Knowing the key differences between the two facilities could save some headaches for manufacturers purchasing or establishing an online fulfillment effort. More important, it could prevent the loss of thousands of customers.
Difference No. 1: Higher order volume, lower order quantity.
Many traditional distribution facilities are designed to fill orders in large volume configurations such as cases or pallets. They may handle hundreds or even thousands of orders per day. But these orders are typically quite large, and most move via full truckload (FTL) or less-than-truckload (LTL).
By contrast, as e-commerce fulfillment center may process tens or thousands of orders a day - orders that may be only a hundredth the size of their traditional counterparts. Instead of shipping 100 turtlenecks to a single Gap store in Atlanta, the facility may send turtlenecks to 100 different customers throughout the country, all via small package delivery.
As a result, manufacturers must lay out and equip e-commerce fulfillment centers differently, with more pick-to-light systems. Automation like this doesn't come cheap, which is why companies can expect to pay three to five times as much per square foot for an e-commerce fulfillment center.
Difference No. 2: More products.
A virtual store can do many things a real store can't - including carrying a larger array of products. Delta Air Lines' Skymall, for example, offers 10,000 items on its Web site versus 2,000 items in its in-flight catalogues.
This type of inventory presents an incredible challenge for online fulfillment centers. Among other things, they must have more storage areas, pick lines, and people to manage this variety - not to mention more space. They also must be more systems intensive, because the more individual products you have, the more difficult it is to maintain accurate inventory data - and to avoid the most dreaded of e-commerce blunders, the back order.

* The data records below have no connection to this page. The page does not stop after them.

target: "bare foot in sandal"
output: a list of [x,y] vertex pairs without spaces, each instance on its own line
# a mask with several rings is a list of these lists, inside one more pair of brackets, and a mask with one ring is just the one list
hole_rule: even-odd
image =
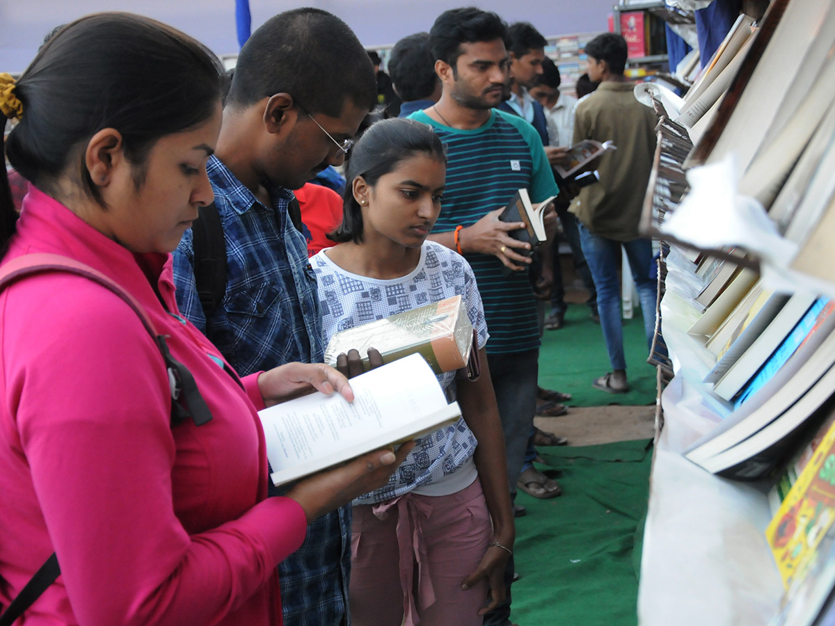
[[542,500],[556,497],[563,492],[556,481],[549,478],[536,467],[529,467],[519,475],[516,488]]
[[595,379],[591,386],[595,389],[600,389],[606,393],[626,393],[629,391],[629,383],[626,382],[626,371],[610,371],[608,374]]

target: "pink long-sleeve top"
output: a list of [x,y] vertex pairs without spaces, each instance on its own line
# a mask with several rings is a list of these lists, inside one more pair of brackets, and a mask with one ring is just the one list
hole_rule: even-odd
[[29,252],[129,291],[214,419],[172,427],[159,351],[105,288],[51,273],[0,294],[0,606],[55,551],[62,574],[27,626],[281,623],[276,565],[306,519],[266,499],[256,375],[242,390],[177,316],[170,256],[132,254],[37,189],[5,258]]

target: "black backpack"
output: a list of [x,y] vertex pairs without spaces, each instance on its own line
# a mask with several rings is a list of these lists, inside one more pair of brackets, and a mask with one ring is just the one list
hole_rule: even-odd
[[[290,220],[301,232],[301,210],[295,198],[287,206]],[[191,225],[195,286],[208,321],[226,293],[226,240],[215,203],[204,206]],[[2,626],[2,625],[0,625]]]

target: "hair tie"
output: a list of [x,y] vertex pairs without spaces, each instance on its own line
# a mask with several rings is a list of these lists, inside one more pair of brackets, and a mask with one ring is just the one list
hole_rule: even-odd
[[20,119],[23,104],[14,94],[15,81],[9,73],[0,73],[0,111],[9,119]]

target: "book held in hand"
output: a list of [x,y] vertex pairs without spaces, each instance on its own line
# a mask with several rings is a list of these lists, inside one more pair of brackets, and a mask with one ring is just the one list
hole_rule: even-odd
[[[531,250],[535,250],[548,239],[543,220],[545,209],[556,197],[552,195],[540,202],[534,209],[531,204],[528,189],[521,189],[505,205],[504,210],[499,214],[498,219],[503,222],[524,222],[524,228],[511,230],[508,235],[519,241],[530,244]],[[519,254],[524,254],[522,250],[516,251]]]
[[565,154],[569,159],[567,164],[557,164],[554,169],[562,178],[569,179],[575,172],[579,171],[599,156],[615,149],[617,147],[610,141],[601,144],[594,139],[583,139],[569,148]]
[[410,355],[351,379],[354,401],[316,391],[258,411],[276,486],[453,424],[432,368]]
[[418,352],[436,374],[467,366],[472,351],[478,351],[460,295],[334,333],[324,361],[336,366],[340,354],[356,349],[367,371],[369,348],[380,352],[383,363]]

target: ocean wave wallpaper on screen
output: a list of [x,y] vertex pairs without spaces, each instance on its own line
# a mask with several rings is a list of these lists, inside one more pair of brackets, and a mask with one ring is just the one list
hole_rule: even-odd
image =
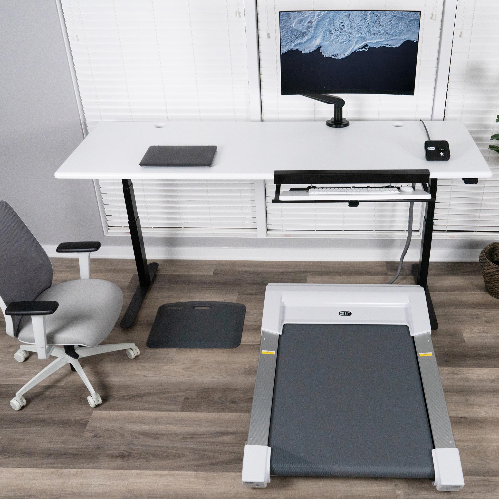
[[279,12],[281,88],[414,95],[421,12]]

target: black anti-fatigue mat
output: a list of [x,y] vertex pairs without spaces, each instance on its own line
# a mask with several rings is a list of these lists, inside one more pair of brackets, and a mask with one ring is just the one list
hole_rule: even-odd
[[181,301],[158,309],[150,348],[235,348],[241,343],[246,307],[225,301]]
[[434,478],[409,328],[285,325],[268,445],[271,475]]

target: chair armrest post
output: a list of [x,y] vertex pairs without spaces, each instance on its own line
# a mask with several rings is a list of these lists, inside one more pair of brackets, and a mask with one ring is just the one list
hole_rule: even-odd
[[80,263],[80,278],[89,279],[90,276],[90,253],[78,253],[78,259]]
[[76,253],[80,263],[80,278],[88,279],[90,275],[90,253],[101,247],[99,241],[61,243],[55,250],[58,253]]
[[53,346],[47,346],[45,317],[53,314],[59,306],[56,301],[12,301],[5,309],[6,315],[30,315],[33,325],[33,335],[39,359],[48,359]]
[[39,359],[48,358],[49,353],[47,348],[46,331],[45,328],[45,315],[31,315],[34,344]]

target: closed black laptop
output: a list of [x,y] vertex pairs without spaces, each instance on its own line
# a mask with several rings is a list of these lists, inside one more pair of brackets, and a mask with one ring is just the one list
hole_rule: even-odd
[[216,146],[151,146],[141,166],[211,166]]

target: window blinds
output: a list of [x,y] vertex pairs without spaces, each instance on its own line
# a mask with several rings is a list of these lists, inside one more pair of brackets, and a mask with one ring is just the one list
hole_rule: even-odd
[[[134,181],[143,232],[256,236],[254,186],[242,181]],[[99,189],[108,230],[128,226],[121,181],[101,180]]]
[[[102,121],[250,119],[243,0],[61,3],[89,130]],[[256,234],[252,183],[133,184],[145,233]],[[126,232],[121,181],[96,188],[105,229]]]
[[[459,0],[445,108],[446,120],[462,120],[494,173],[465,185],[439,181],[435,230],[499,231],[499,154],[489,149],[499,132],[499,2]],[[451,154],[452,154],[452,151]]]
[[62,0],[87,124],[248,120],[242,0]]
[[262,113],[265,120],[329,119],[332,106],[298,95],[280,95],[279,11],[328,9],[421,10],[415,94],[341,95],[349,120],[414,120],[431,117],[443,0],[257,0]]

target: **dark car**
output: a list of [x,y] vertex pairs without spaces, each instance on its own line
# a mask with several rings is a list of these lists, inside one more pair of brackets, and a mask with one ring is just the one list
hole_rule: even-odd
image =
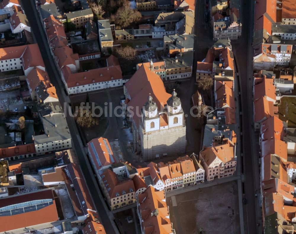
[[207,22],[208,19],[208,14],[207,12],[205,13],[205,21]]

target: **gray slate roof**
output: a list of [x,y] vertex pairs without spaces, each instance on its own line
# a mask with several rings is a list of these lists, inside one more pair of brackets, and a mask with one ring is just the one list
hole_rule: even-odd
[[62,17],[61,13],[59,13],[59,11],[57,8],[55,3],[41,5],[39,6],[39,9],[42,18],[44,19],[46,19],[51,15],[52,15],[55,17]]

Difference No. 3: More people.
Traditional distribution facilities that muse pick lines to fill orders typically assign approximately one-quarter to one-third of their labor force to this activity. By contrast, 75 percent to 90 percent of employees may man the pick and customization lines at e-commerce fulfillment centers.
The human resources function at an e-commerce fulfillment center is especially critical. Not only will such a center probably have to hire and maintain more employees, it will need to manage them more efficiently to inspire order-perfect performance. Accommodating this additional staff becomes a critical design issue because the facility will need larger break rooms, more restrooms, and additional parking spaces than normally found in a traditional distribution center.
Difference No. 4: Sending product packaging
When the term "wrap" is used at a traditional distribution center, it typically refers to encasing a pallet in plastic wrapping for protective purposes. Say that word at an e-commerce fulfillment center and it more likely means the kind of activity that results in a package you'd find under a Christmas tree.
E-commerce fulfillment centers must be small-package experts, which means they need areas dedicated to boxing materials and providing extra touches such as gift-wrapping. They must also be more adept at dealing with small package carriers, whether they use an expedited company or a parcel consolidator.
Difference No. 5: Fulfillment centers may make the sale.
Perhaps the most important difference of all is the critical role e-commerce fulfillment centers play in making a sale. Online customer satisfaction levels are declining, and customers' biggest complaint is product fulfillment, according to a recent Jupiter Communications, Inc. research study. The study also finds that customers eventually cancelled more than 50 percent of orders for back-ordered items.
For an online sales effort to be a success, companies must pay as much attention to their e-commerce fulfillment design as their Web site design. Not only will their fulfillment deliver the goods; it could deliver a future sale.